Quando a Playground Games anunciou o adiamento de Fable para 2027, a justificação parecia óbvia: evitar o embate direto com GTA VI. Afinal, ninguém em sã consciência quer competir com um monstro sagrado da indústria, especialmente num ano que promete ser dominado por ele. Mas, como sempre, a história não é assim tão linear.
O adiamento que ninguém viu chegar
Inicialmente previsto para outubro deste ano, Fable foi empurrado para 23 de fevereiro de 2027. Uma mudança drástica, mas que, segundo Ralph Fulton, diretor do jogo e cofundador do estúdio, não foi tomada de ânimo leve.
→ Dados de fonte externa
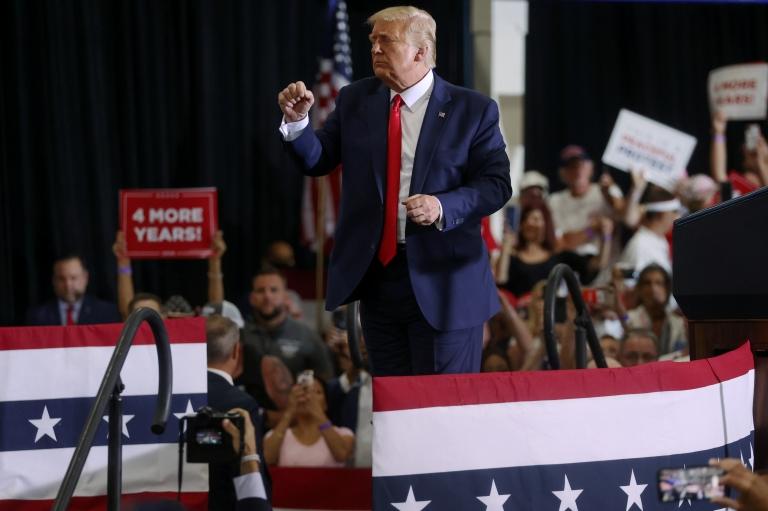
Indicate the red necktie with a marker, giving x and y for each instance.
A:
(70, 314)
(388, 245)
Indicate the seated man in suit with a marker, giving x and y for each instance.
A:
(225, 362)
(72, 306)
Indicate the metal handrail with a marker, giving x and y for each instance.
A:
(353, 334)
(585, 330)
(109, 393)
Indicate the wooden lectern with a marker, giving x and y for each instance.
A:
(720, 280)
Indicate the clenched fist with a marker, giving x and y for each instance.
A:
(295, 101)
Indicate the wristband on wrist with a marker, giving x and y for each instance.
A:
(250, 457)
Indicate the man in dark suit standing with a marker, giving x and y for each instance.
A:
(423, 162)
(72, 306)
(225, 362)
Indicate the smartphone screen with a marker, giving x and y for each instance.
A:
(694, 483)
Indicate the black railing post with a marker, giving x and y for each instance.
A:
(115, 446)
(585, 331)
(107, 389)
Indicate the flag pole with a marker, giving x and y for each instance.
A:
(320, 254)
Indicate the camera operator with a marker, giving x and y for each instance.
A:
(249, 485)
(225, 362)
(752, 488)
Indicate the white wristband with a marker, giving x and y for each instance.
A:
(250, 457)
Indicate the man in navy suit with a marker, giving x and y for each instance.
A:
(225, 362)
(72, 306)
(423, 162)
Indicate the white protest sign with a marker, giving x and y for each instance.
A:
(642, 143)
(740, 92)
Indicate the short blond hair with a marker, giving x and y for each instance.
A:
(420, 27)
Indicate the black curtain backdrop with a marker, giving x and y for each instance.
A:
(586, 60)
(96, 96)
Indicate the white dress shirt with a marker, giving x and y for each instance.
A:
(415, 100)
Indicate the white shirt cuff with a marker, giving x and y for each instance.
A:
(292, 130)
(250, 486)
(440, 222)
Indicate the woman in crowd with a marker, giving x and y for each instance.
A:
(536, 252)
(305, 436)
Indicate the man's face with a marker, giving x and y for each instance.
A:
(638, 350)
(69, 280)
(393, 58)
(610, 346)
(268, 296)
(577, 175)
(652, 289)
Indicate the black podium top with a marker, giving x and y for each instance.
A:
(720, 261)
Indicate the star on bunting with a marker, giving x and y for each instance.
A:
(568, 497)
(411, 504)
(634, 491)
(494, 501)
(126, 420)
(45, 425)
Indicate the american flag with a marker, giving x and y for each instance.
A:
(590, 439)
(49, 377)
(335, 72)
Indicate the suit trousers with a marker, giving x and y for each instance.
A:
(399, 339)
Em declarações recentes, Fulton admitiu que o calendário inicial era ambicioso — talvez até demasiado.
Sabíamos que outubro era um prazo apertado, mas queríamos dar o nosso melhor. Quando percebemos que GTA VI ia dominar o início de 2025, percebemos que não valia a pena forçar a barra. Melhor recuar agora do que lançar um jogo a meio gás.
Não é todos os dias que um estúdio admite que um lançamento estava mal planeado. Mas, convenhamos, é refrescante ver alguém a assumir os riscos em vez de culpar fatores externos. Afinal, a indústria está cheia de exemplos de jogos apressados que acabaram por pagar caro por isso.
2027: Um ano que já promete ser caótico
Se pensavas que 2025 ia ser o ano dos blockbusters, espera até ver 2027. Além de Fable, já se fala em lançamentos pesados como Dragon’s Dogma 2, possíveis sequelas de franquias consagradas e, claro, o inevitável Call of Duty anual. Fulton, no entanto, não parece preocupado com a concorrência.
O início do ano sempre foi complicado, mas não é por isso que vamos entrar em pânico. O importante é que Fable tenha o espaço que merece, sem ser ofuscado por outros títulos.
É uma postura corajosa, especialmente quando se sabe que a Microsoft não costuma ter paciência para adiamentos. Mas, sejamos honestos, se há jogo que justifica um recuo estratégico, é este. Fable não é apenas mais um RPG — é uma aposta de peso para a Xbox, e um fracasso seria um golpe duro para a marca.
O que ganha (e perde) a Playground Games
Do lado positivo, o estúdio ganha tempo para polir o jogo, corrigir bugs e, quem sabe, adicionar conteúdo que poderia ter sido cortado. Mas há um risco óbvio: a expectativa. Quanto mais se adia um jogo, mais a comunidade cria teorias, especulações e, inevitavelmente, desilusões.
Além disso, há o fator cansaço. Dois anos é uma eternidade no mundo dos videojogos, e muitos jogadores podem simplesmente perder o interesse. Fulton sabe disso, mas parece confiante de que o resultado final valerá a pena.
Uma decisão lógica, mas nem por isso fácil
No fim do dia, o adiamento de Fable é um daqueles casos em que a lógica se sobrepõe ao orgulho. Ninguém gosta de adiar um jogo, especialmente quando já foi anunciado com pompa e circunstância. Mas, como diz o ditado, às vezes é preciso recuar para saltar mais longe.
Agora, resta-nos esperar — e torcer para que, em 2027, o jogo esteja à altura das expectativas. Porque, sejamos francos, depois de tanto tempo, não há desculpas para falhar.